People can easily install then with e.g. `pip install --index-url https://testpypi.python.org/pypi numpy`, and see what tends to break or what doesn't.


On 24 January 2014 05:52, Ralf Gommers <ralf.gommers@gmail.com> wrote:



On Thu, Jan 23, 2014 at 3:42 PM, Oscar Benjamin <oscar.j.benjamin@gmail.com> wrote:
On Thu, Jan 23, 2014 at 12:16:02PM +0000, Paul Moore wrote:
>
> The official numpy installer uses some complex magic to select the
> right binaries based on your CPU, and this means that the official
> numpy "superpack" wininst files don't convert (at least I don't think
> they do, it's a while since I tried).

It's probably worth noting that numpy are toying around with wheels and
have uploaded a number of them to PyPI for testing:
http://sourceforge.net/projects/numpy/files/wheels_to_test/

Currently there are only OSX wheels there (excluding the puer Python
ones) and they're not available on PyPI. I assume that they're waiting
for a solution for the Windows installer (a post-install script for
wheels). That would give a lot more impetus to put wheels up on PyPI.
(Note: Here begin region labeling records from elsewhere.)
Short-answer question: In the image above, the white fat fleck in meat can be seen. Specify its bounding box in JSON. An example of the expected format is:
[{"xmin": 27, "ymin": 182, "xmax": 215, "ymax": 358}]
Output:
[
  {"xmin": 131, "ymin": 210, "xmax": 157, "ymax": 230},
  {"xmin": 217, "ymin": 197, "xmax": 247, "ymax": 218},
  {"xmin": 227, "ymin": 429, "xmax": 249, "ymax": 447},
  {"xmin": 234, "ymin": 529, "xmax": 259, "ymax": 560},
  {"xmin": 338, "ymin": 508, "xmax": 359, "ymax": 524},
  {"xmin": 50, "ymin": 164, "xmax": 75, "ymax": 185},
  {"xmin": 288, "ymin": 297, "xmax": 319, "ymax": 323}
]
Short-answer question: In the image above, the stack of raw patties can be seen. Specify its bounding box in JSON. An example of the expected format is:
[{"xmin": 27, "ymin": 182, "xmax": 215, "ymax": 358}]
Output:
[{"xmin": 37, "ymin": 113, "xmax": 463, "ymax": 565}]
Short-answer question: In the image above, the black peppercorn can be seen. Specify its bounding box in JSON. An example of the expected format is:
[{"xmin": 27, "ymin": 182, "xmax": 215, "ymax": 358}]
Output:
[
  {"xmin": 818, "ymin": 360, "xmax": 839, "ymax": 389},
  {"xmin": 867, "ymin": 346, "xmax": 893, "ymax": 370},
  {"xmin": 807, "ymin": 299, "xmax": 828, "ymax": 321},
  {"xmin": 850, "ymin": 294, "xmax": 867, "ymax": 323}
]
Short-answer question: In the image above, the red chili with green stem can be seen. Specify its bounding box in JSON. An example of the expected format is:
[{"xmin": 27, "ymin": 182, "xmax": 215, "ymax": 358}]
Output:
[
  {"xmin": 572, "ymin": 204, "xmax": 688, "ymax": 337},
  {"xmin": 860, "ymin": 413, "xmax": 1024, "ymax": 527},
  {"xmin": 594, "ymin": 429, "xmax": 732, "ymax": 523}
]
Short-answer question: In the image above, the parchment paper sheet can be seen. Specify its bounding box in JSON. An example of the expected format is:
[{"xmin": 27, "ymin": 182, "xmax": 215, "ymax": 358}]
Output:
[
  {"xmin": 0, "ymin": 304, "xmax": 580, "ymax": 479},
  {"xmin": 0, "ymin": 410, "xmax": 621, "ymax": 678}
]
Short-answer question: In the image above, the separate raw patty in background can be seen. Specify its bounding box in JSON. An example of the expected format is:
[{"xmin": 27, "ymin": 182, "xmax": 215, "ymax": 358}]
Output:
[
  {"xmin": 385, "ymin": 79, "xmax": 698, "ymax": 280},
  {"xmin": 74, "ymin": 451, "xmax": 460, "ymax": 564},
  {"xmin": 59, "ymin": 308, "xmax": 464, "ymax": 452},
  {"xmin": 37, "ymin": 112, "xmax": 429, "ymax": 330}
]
Indeed. We discussed just picking the SSE2 or SSE3 build and putting that up as a wheel, but that was deemed a not so great idea: http://article.gmane.org/gmane.comp.python.numeric.general/56072

The Sourceforge OSX wheels are presumably not getting that much use
right now. The OSX-specific numpy wheel has been downloaded 4 times in
the last week: twice on Windows and twice on Linux!

Some feedback from the people who did try those wheels would help. I asked for that on the numpy list after creating them, but didn't get much. So I haven't been in a hurry to move them over to PyPi.